To access these resources, visit Connect4CareKids.org or text Kids to 4Care.

Ally Challenge Adds Online Charity Auction
A new charity initiative will accompany the Ally Challenge presented by McLaren PGA Tour Champions event at Warwick Hills Golf and Country Club in Grand Blanc this year.

Beginning on Monday, July 20 and ending after the final round of the July 31-Aug. 2 tournament, local fans and those from around the country can bid on items in an online auction, the proceeds from which will benefit causes supported by The Ally Challenge, primarily the United Way of Genesee County.

“The online charity auction, together with the Birdies for Charity presented by Ally program, will help anchor the tournament’s philanthropic initiatives in 2020,” says Andrea Brimmer, chief marketing and public relations officer at Ally. “Giving back is at the center of everything we do at the Ally Challenge, and the tremendous impact of the coronavirus pandemic in our community and beyond makes that mission more critical now than ever.”

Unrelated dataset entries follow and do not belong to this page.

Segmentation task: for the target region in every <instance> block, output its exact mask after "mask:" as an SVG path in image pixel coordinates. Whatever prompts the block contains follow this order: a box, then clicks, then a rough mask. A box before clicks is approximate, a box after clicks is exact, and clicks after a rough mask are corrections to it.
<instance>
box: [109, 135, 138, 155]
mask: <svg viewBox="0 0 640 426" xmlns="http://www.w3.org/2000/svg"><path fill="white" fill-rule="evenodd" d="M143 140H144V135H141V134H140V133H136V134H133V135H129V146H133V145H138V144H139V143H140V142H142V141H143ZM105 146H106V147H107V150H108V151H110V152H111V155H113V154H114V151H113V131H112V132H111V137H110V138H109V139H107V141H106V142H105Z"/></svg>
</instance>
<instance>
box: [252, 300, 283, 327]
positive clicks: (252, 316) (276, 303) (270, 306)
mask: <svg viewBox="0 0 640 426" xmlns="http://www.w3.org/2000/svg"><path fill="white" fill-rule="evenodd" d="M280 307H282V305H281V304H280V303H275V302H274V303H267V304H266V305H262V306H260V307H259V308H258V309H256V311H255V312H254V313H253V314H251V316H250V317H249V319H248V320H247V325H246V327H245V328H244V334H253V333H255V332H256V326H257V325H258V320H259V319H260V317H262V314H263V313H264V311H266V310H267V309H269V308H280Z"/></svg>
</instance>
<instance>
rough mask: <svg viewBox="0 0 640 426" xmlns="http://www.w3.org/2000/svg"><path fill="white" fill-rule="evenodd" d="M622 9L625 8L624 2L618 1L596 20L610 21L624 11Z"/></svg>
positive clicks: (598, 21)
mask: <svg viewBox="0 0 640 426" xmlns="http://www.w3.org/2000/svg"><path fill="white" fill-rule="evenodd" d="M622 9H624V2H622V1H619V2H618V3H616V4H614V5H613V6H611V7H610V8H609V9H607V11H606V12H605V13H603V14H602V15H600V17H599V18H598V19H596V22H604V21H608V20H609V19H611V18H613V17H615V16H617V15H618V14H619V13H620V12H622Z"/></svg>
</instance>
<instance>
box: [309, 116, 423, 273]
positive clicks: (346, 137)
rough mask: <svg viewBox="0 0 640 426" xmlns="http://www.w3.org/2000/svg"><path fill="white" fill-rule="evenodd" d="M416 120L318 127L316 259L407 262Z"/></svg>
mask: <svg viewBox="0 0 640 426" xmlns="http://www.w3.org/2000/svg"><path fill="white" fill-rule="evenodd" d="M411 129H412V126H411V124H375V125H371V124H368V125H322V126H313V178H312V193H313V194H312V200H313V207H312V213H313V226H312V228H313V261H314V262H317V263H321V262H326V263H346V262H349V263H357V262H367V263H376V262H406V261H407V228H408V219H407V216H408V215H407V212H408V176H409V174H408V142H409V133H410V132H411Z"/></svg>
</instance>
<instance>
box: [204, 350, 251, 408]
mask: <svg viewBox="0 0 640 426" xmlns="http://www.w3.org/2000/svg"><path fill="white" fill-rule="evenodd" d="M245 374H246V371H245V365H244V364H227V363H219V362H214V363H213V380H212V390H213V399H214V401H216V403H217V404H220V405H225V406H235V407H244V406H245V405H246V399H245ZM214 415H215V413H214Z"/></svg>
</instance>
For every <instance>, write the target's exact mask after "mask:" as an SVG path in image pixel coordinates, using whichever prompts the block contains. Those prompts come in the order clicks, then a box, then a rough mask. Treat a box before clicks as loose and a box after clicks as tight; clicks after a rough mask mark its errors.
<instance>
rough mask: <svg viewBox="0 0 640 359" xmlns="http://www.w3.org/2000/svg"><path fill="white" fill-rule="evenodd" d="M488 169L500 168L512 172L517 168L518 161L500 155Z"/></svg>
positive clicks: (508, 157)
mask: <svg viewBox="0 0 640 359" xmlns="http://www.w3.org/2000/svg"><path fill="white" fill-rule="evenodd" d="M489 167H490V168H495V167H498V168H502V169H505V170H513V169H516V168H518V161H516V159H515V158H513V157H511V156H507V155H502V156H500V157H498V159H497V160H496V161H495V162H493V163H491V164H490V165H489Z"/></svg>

In other tournament news, the field of competitors for the third annual event will include reigning champion Jerry Kelly, and nine out of the top 10 from the 2019 Charles Schwab Cup standings. Ernie Els, Mike Weir, Bernhard Langer, Vijay Singh, Mark O’Meara, and John Daly also have committed to play in the Grand Blanc event.

Forgotten Harvest and Episcopal Church to Distribute Food in Pontiac
Forgotten Harvest, the Episcopal Diocese of Michigan, and other food pantries are partnering to distribute food at Oakland HOPE (20 E. Walton Blvd.) in Pontiac on Tuesday, July 21, from 10 a.m. to noon.

Other participating organizations include Greater Lansing Food Bank and Gleaners Community Food.